The banner outside of the Ombudsman office, which includes Professor Mauricio's Stop Impunity Project.
Last week, I participated in a seminar on the human rights (HR) situation in El Salvador that took place at the Escuela Para la Defensa de Los Derechos Humanos, a school within the Human Rights Ombudsman’s office (the highest HR authority within the Salvadoran government). The seminar was roughly 8 to noon every day, and each day focused on a specific HR situation (e.g. Rights of women/girls, rights of indigenous peoples, security/violence as a threat to HRs, education rights, and the environment). Several days we heard from Ombudsman within the various thematic departments, but we also heard lectures from attorneys who fight for Human Rights on behalf of NGOs and a Professor who works with Salvadoran indigenous populations. The class was composed of myself, several other students from the US, about a dozen students from the University of El Salvador, several local activists and a few lawyers. It was a great experience both in terms of knowledge and perspective gained and in terms of making connections within the HR world here and in Central America in general.
However, I was a bit dissapointed when the week ended, and I came to the conclusion that here in El Salvador, as with many other HR regimes around the world, there continues to be a huge (and possibly increasing) gap between acknowledging the HR situation and making formal recomendations, and actual implementation of necessary changes. When the Ombudsman, Dr. Menéndez Leal, personally asked me for a comment on how the seminar went and how it could be improved in the future, I told him that what I felt was missing was a more in-depth discussion of how the Ombudsman´s office (and the Salvadoran state in general) was actually able to fight against HR abuses. I hesitate to say this, but I must admit that I am still slightly unsure of how victims of major abuses can use the Ombudsman´s office (or the Salvadoran legal system at all) to find any form of real reparations or even public vindication of the abuse(s) they suffered.
I was hoping we could walk through at least a case or two and see what steps the office took, where they ran into resistance, and where they were successful. Without that I am unable to conceptualize what is working and what isn´t working, and how (if at all) I or anyone else can help make the system better. Dr. Menéndez Leal quickly admitted to the foot-dragging within the government (even the current leftist FMLN governrment) and reminded me that out of all the victims that come to their office to report HR abuses, the vast majority (in fact almost all) bring current reports against state agencies (e.g. the National Civil Police or the Attorney General´s office). But later that night, over beers and more papusas, he reminded me that not that long ago (20 years) even the idea of a HR Ombudsman in El Salvador seemed impossible, and he explained that for all the legal authority they technically have the situation is, as it always seems to be, completely political. After nearly every conversation with officials here, I have heard the same response: those with power, from both the conservative and “liberal” factions, are either explicitly or implicitly opposed to working together towards major political and legal reforms. Each time I hear this I am reminded of the ridiculous particianship within the US Congress right now, and I realize how similar we are to many other seeminly different peoples around the world.
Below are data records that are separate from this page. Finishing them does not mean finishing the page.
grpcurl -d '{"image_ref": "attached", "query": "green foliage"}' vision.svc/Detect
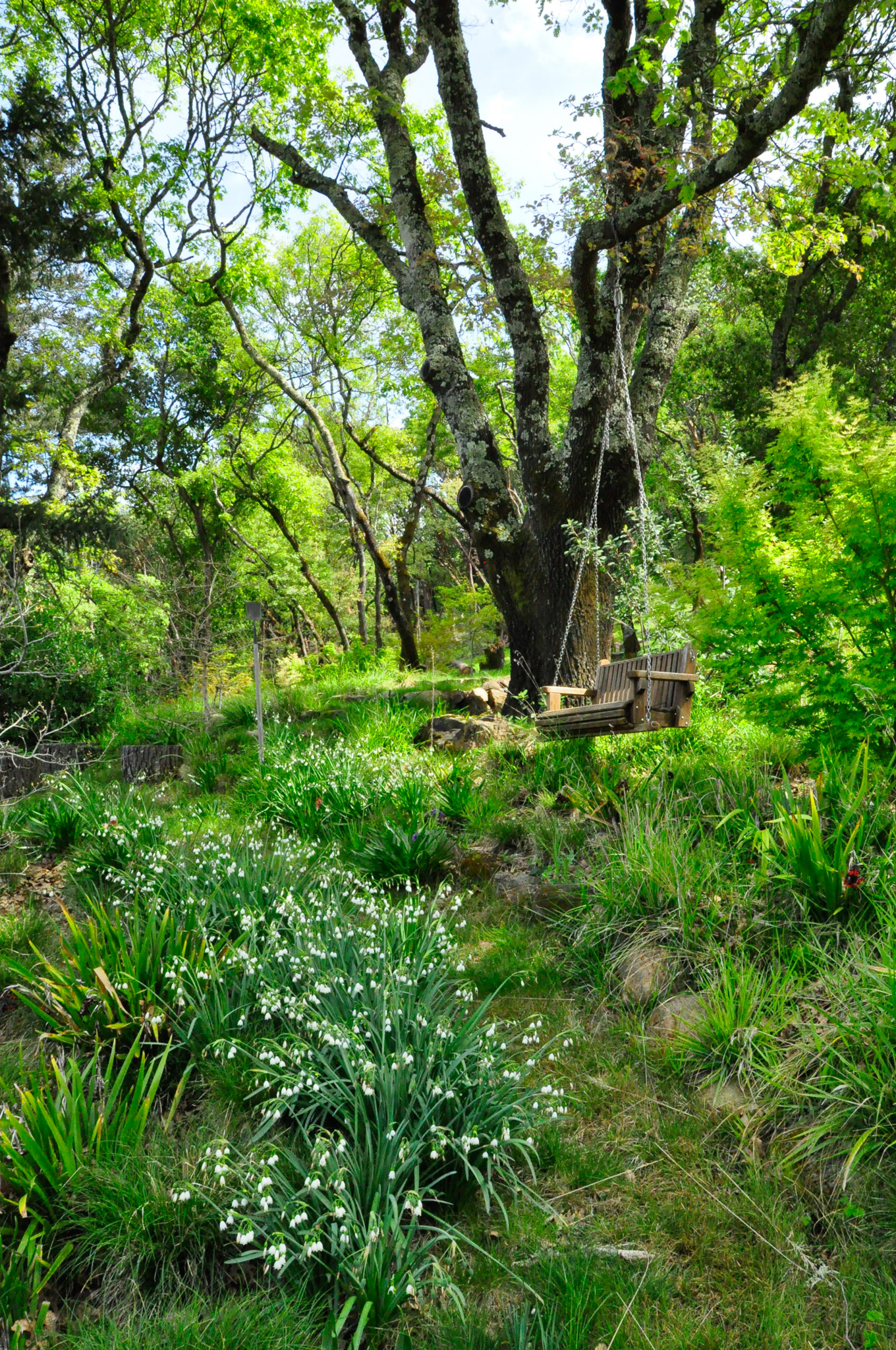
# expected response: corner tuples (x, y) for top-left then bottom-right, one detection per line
(706, 372), (896, 745)
(0, 1040), (167, 1219)
(0, 1221), (72, 1350)
(420, 586), (502, 667)
(59, 1288), (320, 1350)
(439, 760), (476, 821)
(354, 821), (452, 881)
(7, 792), (85, 853)
(9, 898), (204, 1043)
(677, 956), (793, 1091)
Will Johnson at the Izalco Volcano.
On Saturday, I drove west from San Salvador to the famous “Ruta de las Flores”, visited the Izalco volcano, the Tazumal Mayan Pyramid, and went to Professor Mauricio´s hometown of Ahuachapan. On Sunday I went to visit a University student who lives in Puerta la Libertad, and she took me and a few friends to a beach (Palmarcito) where she recently competed in a surf competition. It was small and not touristy, the kind of beach I could have never found on my own, and I enjoyed a lot. That is until we missed a bus back to San Salvador and ended up catching one of the last busses on a Sunday night, which was very crowded. For anyone who hasn´t been in Central America, imagine your old elementary school bus (quite literally), painted with crazy colors and Jesus pictures, with a mix of rap and reggaeton music blasting, every possible seat taken and (according to my count) 32 people standing in the aisle, smashed together and going 60 MPH through windy highways for about an hour. But, even though it was uncomfortable, part of me enjoys those experiences because they are the ones I’ll never forget.
The last week with Professor Mauricio:
This coming Friday ends my time with Professor Mauricio. This morning we met with a famous Salvadoran author (Manlio Argueta) who is also the director of the national library, and each afternoon this week we will meeting with a local attorney to discuss her experiences trying to fight for human rights. She works for several NGOs, and is especially involved with the Madelein Lagadec Center for the Promotion of Human Rights in their work discovering and exhuming mass graves not included in the 1993 UN Truth Commission. I have met her before, but only socially, and I am looking forward to possibly learning more about what it really means to fight for HRs in this country from within the legal system. We also have a scheduled meeting the the Vice President of El Salvador on Friday morning, Salvador Sánchez Ceren. I’m keeping my fingers crossed though, because I realize how low we are on his list of priorities and know that it could be cancelled at any time.